Questions about .mat file when preparing training dataset
DaddyJin opened this issue · comments
Thank you for the exciting work.
When preparing the training dataset, I have questions about the .mat file.
The prepare_vox_lmdb.py file indicates that .mat file should contain keys of 'landmark', 'coeff' and 'transform_params', as shown below.
However, in Deep3DFaceRecon_pytorch, the keys in .mat file is the predicted 257-dimensional coefficients and 68 projected 2d facial landmarks.
I would like to know the correspondence between those two kind of 'keys' or exactly how you extract the .mat file corresponding to a mp4 file.
Thanks in advance!
Hi,
We use the tensorflow implementation of DeepFaceRecon to extract the coefficients of the videos.
The images are cropped before sending to DeepFaceRecon. Therefore, we use both the crop parameters and the 3DMM parameters to describe the target motions.
The 257-dimensional coefficients (file_mat['coeff']) along with the 5-dimensional crop parameters (file_mat['transform_params']) are extracted.
# the format of the coeff
def split_3dmm_coeff(file_mat):
coeff_3dmm = file_mat['coeff'] # N*257
id_coeff = coeff_3dmm[:,:80] #identity
ex_coeff = coeff_3dmm[:,80:144] #expression
tex_coeff = coeff_3dmm[:,144:224] #texture
angles = coeff_3dmm[:,224:227] #euler angles for pose
gamma = coeff_3dmm[:,227:254] #lighting
translation = coeff_3dmm[:,254:257] #translation
return
# the format of the crop parameter
def split_crop_parameter(file_mat):
crop_param = file_mat['transform_params']
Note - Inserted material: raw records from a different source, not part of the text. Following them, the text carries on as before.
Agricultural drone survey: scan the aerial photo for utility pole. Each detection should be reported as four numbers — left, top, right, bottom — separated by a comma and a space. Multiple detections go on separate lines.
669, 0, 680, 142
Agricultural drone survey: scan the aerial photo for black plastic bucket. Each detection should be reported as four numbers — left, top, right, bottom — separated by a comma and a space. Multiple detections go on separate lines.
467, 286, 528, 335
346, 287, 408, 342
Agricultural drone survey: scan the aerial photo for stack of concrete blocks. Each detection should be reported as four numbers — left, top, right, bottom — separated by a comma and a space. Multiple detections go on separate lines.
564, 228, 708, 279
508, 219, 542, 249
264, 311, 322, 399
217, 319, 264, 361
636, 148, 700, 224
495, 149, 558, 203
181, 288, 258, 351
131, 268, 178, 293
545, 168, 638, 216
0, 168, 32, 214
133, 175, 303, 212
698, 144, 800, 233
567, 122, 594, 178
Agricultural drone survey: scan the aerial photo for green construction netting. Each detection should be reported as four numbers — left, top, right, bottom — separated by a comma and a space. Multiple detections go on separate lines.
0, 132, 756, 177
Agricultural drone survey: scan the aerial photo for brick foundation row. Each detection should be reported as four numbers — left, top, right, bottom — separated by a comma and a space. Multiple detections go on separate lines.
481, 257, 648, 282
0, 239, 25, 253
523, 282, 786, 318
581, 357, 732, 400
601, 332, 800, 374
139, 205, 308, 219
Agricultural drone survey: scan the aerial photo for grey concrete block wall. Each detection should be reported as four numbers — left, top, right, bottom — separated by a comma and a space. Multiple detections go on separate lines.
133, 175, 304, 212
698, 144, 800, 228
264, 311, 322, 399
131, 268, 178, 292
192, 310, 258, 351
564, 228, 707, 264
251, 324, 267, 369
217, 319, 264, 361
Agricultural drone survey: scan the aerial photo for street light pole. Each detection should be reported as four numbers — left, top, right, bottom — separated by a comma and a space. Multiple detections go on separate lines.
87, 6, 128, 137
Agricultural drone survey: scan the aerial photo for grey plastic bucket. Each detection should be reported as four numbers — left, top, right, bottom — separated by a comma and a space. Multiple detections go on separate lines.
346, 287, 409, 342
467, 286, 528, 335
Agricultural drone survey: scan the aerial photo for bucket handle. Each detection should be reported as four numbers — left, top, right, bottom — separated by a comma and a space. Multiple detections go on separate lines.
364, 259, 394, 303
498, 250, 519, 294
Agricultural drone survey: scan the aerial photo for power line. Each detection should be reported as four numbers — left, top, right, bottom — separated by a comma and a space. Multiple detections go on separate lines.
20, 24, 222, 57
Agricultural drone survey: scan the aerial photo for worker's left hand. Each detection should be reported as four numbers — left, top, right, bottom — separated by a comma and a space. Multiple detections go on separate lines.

org_image_size_w, org_image_size_h, resize_ratio, trans_0, trans_1 = np.hsplit(crop_param.astype(np.float32), 5)
return
For the transform_params is obtianed by this function.
Good Luck!
Yurui
Hi,
I face a similar situation as @DaddyJin , I also used pytorch version of Deep3DFaceRecon for dataset preparation. My question is "Is there significant performance difference if I do not put transform_params as inputs?"
Thank you!
Yes, the transform_params is very improtant.
The network needs to calculate the absolute location of the faces according to the transform_params.
Hi all,
We provide the 3dmm extraction scripts using DeepFaceRecon_pytorch.
Please check DatasetHelper for more details.
Let me know if you have any problems.
Yurui
Hi,
"The images are cropped before sending to DeepFaceRecon." Which size is used to crop face image from original full-sized video? 224x224 or 256x256?
In addtion, extract_kp_videos.py doesn't change the size of input face image. However, the deepfacerecon_pytorch used by face _recon_videos.py will resize input image to 224x224. In prepare_vox_lmdb.py, the image is resized to 256x256.
To summarize, if we follow the data process in your DatasetHelper , is there any difference for input face video with 224x224 and 256x256? Which size is used in your pipeline.